Spec Kitty

└─ kitty-specs
   └─ Refactor mission system.

Mission Run:

📚 Docs ↗

Research: Mission System Technical Decisions

Feature: 005-refactor-mission-system Date: 2025-01-16 Status: Complete

Research Questions

This research addresses three critical technical decisions for the mission system refactoring:

1. Schema Validation Library: Which library should validate mission.yaml structure? 2. Citation Format Validation: How should we validate citations in research mission? 3. Dashboard Integration: How should dashboard display and update active mission?

R1: Schema Validation Library Comparison

Research Question

Which schema validation library provides the best balance of error messages, zero dependencies, type safety, and Python 3.11+ compatibility for validating mission.yaml?

Options Evaluated

Option A: Pydantic v2

Pros:

Industry-standard for data validation in Python
Excellent error messages with field-level details
Full type hint integration
Auto-generates schema documentation
Coercion support (e.g., int ’ str)
Fast (Rust core in v2)
Active development and community

Cons:

External dependency (adds ~5MB to install)
Heavier than alternatives
May be overkill for simple YAML validation

Error Message Quality (A+):

# Missing required field
ValidationError: 1 validation error for MissionConfig
name
  Field required [type=missing, input_value={'domain': 'software'}, input_type=dict]

# Typo in field name
ValidationError: 1 validation error for MissionConfig
validaton
  Extra inputs are not permitted [type=extra_forbidden, input_value='git_clean', input_type=list]

Example Usage:

from pydantic import BaseModel, Field

class MissionConfig(BaseModel):
    name: str
    domain: Literal["software", "research", "writing"]
    version: str
    workflow: WorkflowConfig

mission = MissionConfig(**yaml.safe_load(config_file))

Verdict: Best-in-class validation with clear errors.
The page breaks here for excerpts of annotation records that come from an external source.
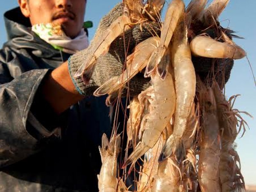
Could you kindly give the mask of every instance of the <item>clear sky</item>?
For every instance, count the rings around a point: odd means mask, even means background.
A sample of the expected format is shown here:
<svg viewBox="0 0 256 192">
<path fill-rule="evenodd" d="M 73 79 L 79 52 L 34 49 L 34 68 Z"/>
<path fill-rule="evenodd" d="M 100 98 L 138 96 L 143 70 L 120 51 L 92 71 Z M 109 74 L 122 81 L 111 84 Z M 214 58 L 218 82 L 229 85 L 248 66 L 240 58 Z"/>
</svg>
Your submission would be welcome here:
<svg viewBox="0 0 256 192">
<path fill-rule="evenodd" d="M 190 0 L 184 0 L 187 5 Z M 90 39 L 93 36 L 101 18 L 117 3 L 118 0 L 88 0 L 85 20 L 94 24 L 89 30 Z M 210 0 L 209 2 L 211 2 Z M 0 6 L 0 14 L 18 5 L 17 1 L 5 1 Z M 249 60 L 256 75 L 256 0 L 232 0 L 219 18 L 221 25 L 237 31 L 236 35 L 244 39 L 235 39 L 235 43 L 247 53 Z M 0 44 L 6 40 L 3 18 L 0 18 Z M 255 117 L 252 119 L 243 116 L 250 127 L 244 137 L 236 140 L 237 151 L 242 164 L 242 171 L 247 184 L 256 185 L 256 88 L 248 62 L 246 58 L 235 60 L 230 78 L 226 84 L 226 95 L 229 97 L 236 94 L 241 96 L 237 100 L 234 108 L 250 113 Z"/>
</svg>

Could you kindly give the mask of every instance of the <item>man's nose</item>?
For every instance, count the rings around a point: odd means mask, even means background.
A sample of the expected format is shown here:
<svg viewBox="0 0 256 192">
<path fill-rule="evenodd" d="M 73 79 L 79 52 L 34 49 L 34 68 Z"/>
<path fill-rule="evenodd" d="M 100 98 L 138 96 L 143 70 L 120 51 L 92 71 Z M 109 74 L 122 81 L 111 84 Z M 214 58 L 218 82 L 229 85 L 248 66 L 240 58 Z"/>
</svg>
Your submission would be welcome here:
<svg viewBox="0 0 256 192">
<path fill-rule="evenodd" d="M 56 7 L 60 8 L 70 8 L 72 7 L 71 0 L 56 0 Z"/>
</svg>

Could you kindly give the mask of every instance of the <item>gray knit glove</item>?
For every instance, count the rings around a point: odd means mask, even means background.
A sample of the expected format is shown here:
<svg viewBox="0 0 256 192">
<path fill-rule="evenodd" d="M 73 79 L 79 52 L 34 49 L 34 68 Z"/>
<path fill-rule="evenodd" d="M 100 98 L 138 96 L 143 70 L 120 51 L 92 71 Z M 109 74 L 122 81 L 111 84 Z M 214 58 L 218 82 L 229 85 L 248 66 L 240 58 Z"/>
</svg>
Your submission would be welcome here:
<svg viewBox="0 0 256 192">
<path fill-rule="evenodd" d="M 160 34 L 160 31 L 157 29 L 159 24 L 152 22 L 144 23 L 142 26 L 142 31 L 139 24 L 126 31 L 124 36 L 122 35 L 112 43 L 108 53 L 101 55 L 97 59 L 92 78 L 89 83 L 85 84 L 83 81 L 82 76 L 75 77 L 75 74 L 88 55 L 88 53 L 90 52 L 94 42 L 98 37 L 101 36 L 101 34 L 104 33 L 114 21 L 123 14 L 123 10 L 122 4 L 118 4 L 116 5 L 101 20 L 95 35 L 88 47 L 75 54 L 69 59 L 70 74 L 76 90 L 80 94 L 86 96 L 91 95 L 98 87 L 110 78 L 120 75 L 123 70 L 125 51 L 128 51 L 129 55 L 136 44 L 152 36 L 152 34 L 155 34 L 155 31 L 158 34 Z M 124 44 L 124 42 L 126 44 Z M 125 47 L 128 47 L 128 50 L 125 50 Z M 137 95 L 149 86 L 149 80 L 150 78 L 144 78 L 143 75 L 138 74 L 134 77 L 129 83 L 130 95 L 133 96 Z"/>
<path fill-rule="evenodd" d="M 208 29 L 205 32 L 212 38 L 219 37 L 219 33 L 215 26 Z M 227 35 L 232 39 L 231 35 Z M 224 87 L 229 78 L 234 63 L 234 60 L 231 59 L 212 59 L 194 56 L 192 57 L 192 61 L 196 75 L 205 85 L 211 86 L 213 80 L 214 79 L 221 88 Z"/>
</svg>

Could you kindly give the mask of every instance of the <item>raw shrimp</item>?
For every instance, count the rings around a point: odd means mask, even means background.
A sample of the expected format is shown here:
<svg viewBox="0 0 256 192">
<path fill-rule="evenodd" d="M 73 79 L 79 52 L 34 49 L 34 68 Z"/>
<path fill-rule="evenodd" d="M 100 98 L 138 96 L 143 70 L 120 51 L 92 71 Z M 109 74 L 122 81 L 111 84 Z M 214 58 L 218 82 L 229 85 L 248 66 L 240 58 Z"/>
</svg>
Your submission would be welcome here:
<svg viewBox="0 0 256 192">
<path fill-rule="evenodd" d="M 160 43 L 146 68 L 146 76 L 149 76 L 156 67 L 158 75 L 162 80 L 164 79 L 169 62 L 169 60 L 163 60 L 164 56 L 168 50 L 178 21 L 184 13 L 185 7 L 182 0 L 173 0 L 169 4 L 161 32 Z"/>
<path fill-rule="evenodd" d="M 196 74 L 188 44 L 187 34 L 183 13 L 170 44 L 177 95 L 173 134 L 164 146 L 159 159 L 160 161 L 171 155 L 174 142 L 176 145 L 180 141 L 196 92 Z"/>
<path fill-rule="evenodd" d="M 219 85 L 215 81 L 212 83 L 212 90 L 217 104 L 219 122 L 222 132 L 220 176 L 222 191 L 235 191 L 240 188 L 244 189 L 244 181 L 240 168 L 236 165 L 236 160 L 240 164 L 239 157 L 233 148 L 237 134 L 237 120 L 235 113 L 231 108 L 233 104 L 230 103 L 231 100 L 229 102 L 226 100 Z M 236 180 L 237 174 L 241 176 L 242 182 L 240 179 Z"/>
<path fill-rule="evenodd" d="M 94 95 L 110 95 L 123 86 L 129 80 L 146 67 L 159 41 L 159 37 L 152 37 L 137 45 L 133 53 L 127 57 L 126 70 L 119 77 L 110 79 L 99 87 L 94 92 Z"/>
<path fill-rule="evenodd" d="M 222 43 L 211 38 L 200 35 L 190 43 L 191 52 L 195 56 L 211 58 L 242 59 L 246 55 L 244 51 L 230 42 Z"/>
<path fill-rule="evenodd" d="M 220 134 L 217 106 L 212 88 L 201 88 L 199 100 L 202 106 L 203 129 L 199 143 L 198 181 L 202 192 L 220 192 Z"/>
<path fill-rule="evenodd" d="M 99 147 L 102 165 L 98 175 L 100 192 L 116 192 L 117 188 L 116 167 L 119 150 L 120 136 L 113 136 L 108 143 L 106 134 L 102 136 L 102 148 Z"/>
<path fill-rule="evenodd" d="M 186 13 L 189 14 L 191 19 L 198 19 L 207 3 L 207 0 L 192 0 L 186 9 Z"/>
<path fill-rule="evenodd" d="M 159 17 L 165 2 L 165 0 L 148 0 L 146 5 L 146 10 L 154 18 Z"/>
<path fill-rule="evenodd" d="M 142 104 L 141 106 L 140 104 L 138 96 L 134 96 L 129 106 L 130 112 L 126 126 L 127 144 L 130 145 L 129 143 L 131 141 L 132 145 L 134 147 L 136 146 L 138 139 L 138 135 L 145 108 L 145 105 Z"/>
<path fill-rule="evenodd" d="M 173 159 L 159 163 L 157 174 L 154 177 L 152 191 L 156 192 L 178 192 L 180 182 L 179 168 Z"/>
<path fill-rule="evenodd" d="M 174 111 L 176 96 L 170 73 L 167 73 L 163 81 L 155 72 L 151 75 L 151 79 L 152 85 L 142 92 L 146 94 L 150 103 L 149 113 L 143 117 L 141 122 L 141 126 L 144 127 L 145 130 L 141 141 L 126 160 L 123 167 L 131 163 L 133 165 L 137 159 L 155 145 Z"/>
<path fill-rule="evenodd" d="M 213 0 L 204 11 L 200 20 L 206 26 L 215 25 L 216 21 L 226 7 L 229 0 Z"/>
<path fill-rule="evenodd" d="M 160 137 L 155 146 L 145 153 L 143 168 L 140 168 L 138 182 L 138 191 L 151 191 L 156 181 L 155 175 L 157 173 L 158 166 L 157 157 L 160 153 L 163 140 L 163 137 Z"/>
<path fill-rule="evenodd" d="M 75 75 L 77 77 L 83 75 L 84 83 L 88 83 L 92 75 L 96 61 L 99 57 L 106 53 L 112 42 L 118 36 L 132 27 L 132 24 L 148 20 L 142 16 L 141 10 L 143 8 L 142 1 L 124 0 L 124 13 L 114 21 L 104 31 L 101 30 L 96 33 L 97 39 L 92 42 L 90 46 L 90 52 L 85 58 L 83 64 Z M 111 18 L 110 18 L 111 19 Z"/>
<path fill-rule="evenodd" d="M 97 40 L 92 42 L 89 45 L 91 47 L 91 52 L 88 53 L 85 58 L 75 76 L 79 76 L 83 74 L 84 82 L 85 83 L 88 82 L 92 75 L 97 59 L 108 51 L 111 43 L 116 37 L 131 28 L 127 24 L 131 22 L 130 18 L 123 14 L 112 22 L 104 33 L 101 33 L 101 36 L 99 35 L 100 36 L 98 38 L 94 38 Z"/>
</svg>

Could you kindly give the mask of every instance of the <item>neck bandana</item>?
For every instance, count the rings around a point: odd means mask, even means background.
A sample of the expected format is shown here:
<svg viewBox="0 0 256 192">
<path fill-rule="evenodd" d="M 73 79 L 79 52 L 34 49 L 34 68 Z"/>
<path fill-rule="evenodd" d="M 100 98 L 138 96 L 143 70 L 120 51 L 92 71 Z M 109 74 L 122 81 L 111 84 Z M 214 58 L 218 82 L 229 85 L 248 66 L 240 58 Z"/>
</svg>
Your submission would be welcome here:
<svg viewBox="0 0 256 192">
<path fill-rule="evenodd" d="M 68 53 L 74 54 L 89 45 L 88 37 L 83 28 L 73 39 L 66 35 L 60 25 L 50 23 L 36 24 L 32 26 L 32 29 L 41 39 L 55 49 Z"/>
</svg>

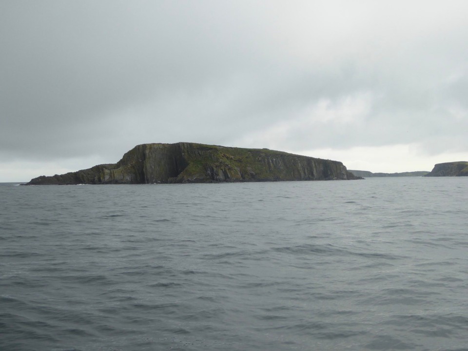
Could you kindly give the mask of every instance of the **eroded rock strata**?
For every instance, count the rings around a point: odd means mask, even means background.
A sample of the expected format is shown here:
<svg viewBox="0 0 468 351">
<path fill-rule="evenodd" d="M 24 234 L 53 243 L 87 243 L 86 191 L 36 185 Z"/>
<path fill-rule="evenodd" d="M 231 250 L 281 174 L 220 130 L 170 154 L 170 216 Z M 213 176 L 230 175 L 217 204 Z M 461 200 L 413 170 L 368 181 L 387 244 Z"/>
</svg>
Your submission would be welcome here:
<svg viewBox="0 0 468 351">
<path fill-rule="evenodd" d="M 468 162 L 437 163 L 429 173 L 424 176 L 468 176 Z"/>
<path fill-rule="evenodd" d="M 116 164 L 42 176 L 29 185 L 210 183 L 359 179 L 336 161 L 268 149 L 194 143 L 143 144 Z"/>
</svg>

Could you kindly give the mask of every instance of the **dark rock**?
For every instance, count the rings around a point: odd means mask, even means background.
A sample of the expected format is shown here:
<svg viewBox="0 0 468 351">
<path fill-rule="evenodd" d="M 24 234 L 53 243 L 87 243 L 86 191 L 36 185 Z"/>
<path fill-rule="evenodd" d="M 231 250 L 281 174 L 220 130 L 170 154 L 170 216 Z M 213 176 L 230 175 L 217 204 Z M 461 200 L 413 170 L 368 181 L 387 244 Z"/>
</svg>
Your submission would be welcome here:
<svg viewBox="0 0 468 351">
<path fill-rule="evenodd" d="M 143 144 L 116 164 L 31 179 L 28 185 L 361 179 L 343 163 L 266 149 L 194 143 Z"/>
<path fill-rule="evenodd" d="M 429 173 L 424 176 L 467 176 L 468 162 L 457 162 L 437 163 Z"/>
</svg>

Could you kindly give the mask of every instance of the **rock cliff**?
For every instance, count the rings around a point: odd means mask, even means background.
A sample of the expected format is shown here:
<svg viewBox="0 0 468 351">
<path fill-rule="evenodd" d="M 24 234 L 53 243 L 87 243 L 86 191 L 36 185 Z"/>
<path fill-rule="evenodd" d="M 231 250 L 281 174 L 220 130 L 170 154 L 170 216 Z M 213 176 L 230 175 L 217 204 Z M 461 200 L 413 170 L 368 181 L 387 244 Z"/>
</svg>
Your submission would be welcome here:
<svg viewBox="0 0 468 351">
<path fill-rule="evenodd" d="M 429 173 L 424 176 L 467 176 L 468 162 L 458 162 L 437 163 Z"/>
<path fill-rule="evenodd" d="M 31 179 L 28 185 L 210 183 L 360 179 L 343 163 L 268 149 L 143 144 L 116 164 Z"/>
</svg>

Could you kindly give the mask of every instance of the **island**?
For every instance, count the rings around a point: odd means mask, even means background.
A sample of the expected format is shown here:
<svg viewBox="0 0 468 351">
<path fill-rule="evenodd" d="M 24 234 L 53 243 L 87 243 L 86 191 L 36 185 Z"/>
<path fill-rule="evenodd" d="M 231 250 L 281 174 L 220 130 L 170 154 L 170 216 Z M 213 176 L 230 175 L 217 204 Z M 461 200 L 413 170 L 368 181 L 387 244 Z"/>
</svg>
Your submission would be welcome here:
<svg viewBox="0 0 468 351">
<path fill-rule="evenodd" d="M 151 184 L 362 179 L 337 161 L 268 149 L 195 143 L 138 145 L 117 163 L 50 176 L 26 185 Z"/>
<path fill-rule="evenodd" d="M 415 171 L 409 172 L 399 172 L 396 173 L 382 173 L 377 172 L 372 173 L 369 171 L 356 171 L 356 170 L 349 170 L 349 171 L 354 176 L 365 178 L 372 177 L 394 177 L 394 176 L 424 176 L 429 173 L 429 171 Z"/>
<path fill-rule="evenodd" d="M 468 162 L 456 162 L 437 163 L 434 168 L 424 176 L 467 176 Z"/>
</svg>

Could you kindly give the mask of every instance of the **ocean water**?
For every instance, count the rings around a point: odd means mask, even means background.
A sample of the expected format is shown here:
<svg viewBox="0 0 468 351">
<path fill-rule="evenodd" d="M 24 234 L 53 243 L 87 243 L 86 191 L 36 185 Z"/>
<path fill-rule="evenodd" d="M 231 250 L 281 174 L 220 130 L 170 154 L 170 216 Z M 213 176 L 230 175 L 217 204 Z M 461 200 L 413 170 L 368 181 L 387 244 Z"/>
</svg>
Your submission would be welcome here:
<svg viewBox="0 0 468 351">
<path fill-rule="evenodd" d="M 0 185 L 0 350 L 468 350 L 468 177 Z"/>
</svg>

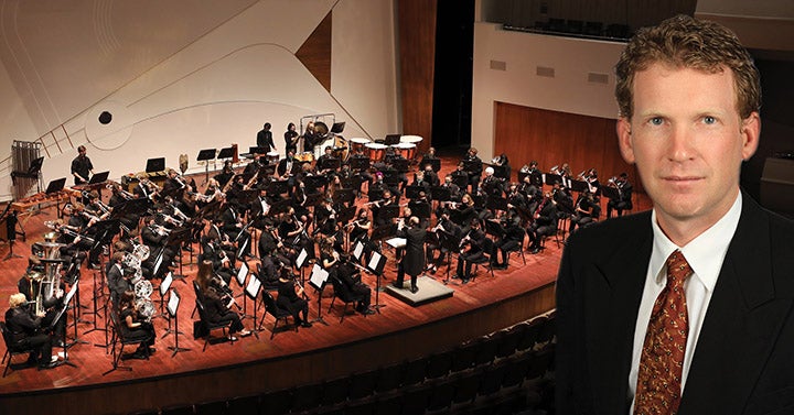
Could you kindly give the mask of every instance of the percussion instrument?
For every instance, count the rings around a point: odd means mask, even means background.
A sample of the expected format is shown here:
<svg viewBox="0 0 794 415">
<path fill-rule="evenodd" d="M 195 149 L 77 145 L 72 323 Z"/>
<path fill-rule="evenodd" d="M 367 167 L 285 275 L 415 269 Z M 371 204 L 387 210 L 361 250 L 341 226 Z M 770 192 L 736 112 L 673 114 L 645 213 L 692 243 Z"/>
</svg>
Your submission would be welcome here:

Worth the dependency for production use.

Option B: attrs + cattrs

Pros:

Lighter weight than Pydantic (~400KB)
Type hint support
Good performance
Mature and stable
Composable validation

Cons:

Two packages required (attrs + cattrs)
Error messages less polished than Pydantic
Less community adoption
Manual schema documentation

Error Message Quality (B+):

# Missing required field
cattrs.errors.ClassValidationError: While structuring MissionConfig (1 sub-exception)
  + Exception Group Traceback (most recent call last):
  |   File "<stdin>", line 1, in <module>
  | cattrs.errors.ClassValidationError: While structuring MissionConfig (1 sub-exception)
  +-+---------------- 1 ----------------
    | TypeError: __init__() missing 1 required positional argument: 'name'

Example Usage:

import attrs
import cattrs

@attrs.define
class MissionConfig:
    name: str
    domain: str
    version: str

converter = cattrs.Converter()
mission = converter.structure(yaml_data, MissionConfig)

Verdict: Good middle ground. Lighter than Pydantic but requires two packages.

Option C: jsonschema

Pros:

Standard JSON Schema format
Language-agnostic schema
Good error messages
Well-documented
Widely used

Cons:

External dependency
No type hint integration
Schema separate from code
Verbose schema definitions
No auto-completion in IDEs

Error Message Quality (B):

# Missing required field
jsonschema.exceptions.ValidationError: 'name' is a required property
Failed validating 'required' in schema:
    {'properties': {'name': {'type': 'string'}, ...}, 'required': ['name', 'domain']}
On instance:
    {'domain': 'software'}

Example Usage:

import jsonschema

schema = {
    "type": "object",
    "required": ["name", "domain"],
    "properties": {
        "name": {"type": "string"},
        "domain": {"enum": ["software", "research"]}
    }
}

jsonschema.validate(yaml_data, schema)

Verdict: Decent but schema definitions are verbose and separate from code.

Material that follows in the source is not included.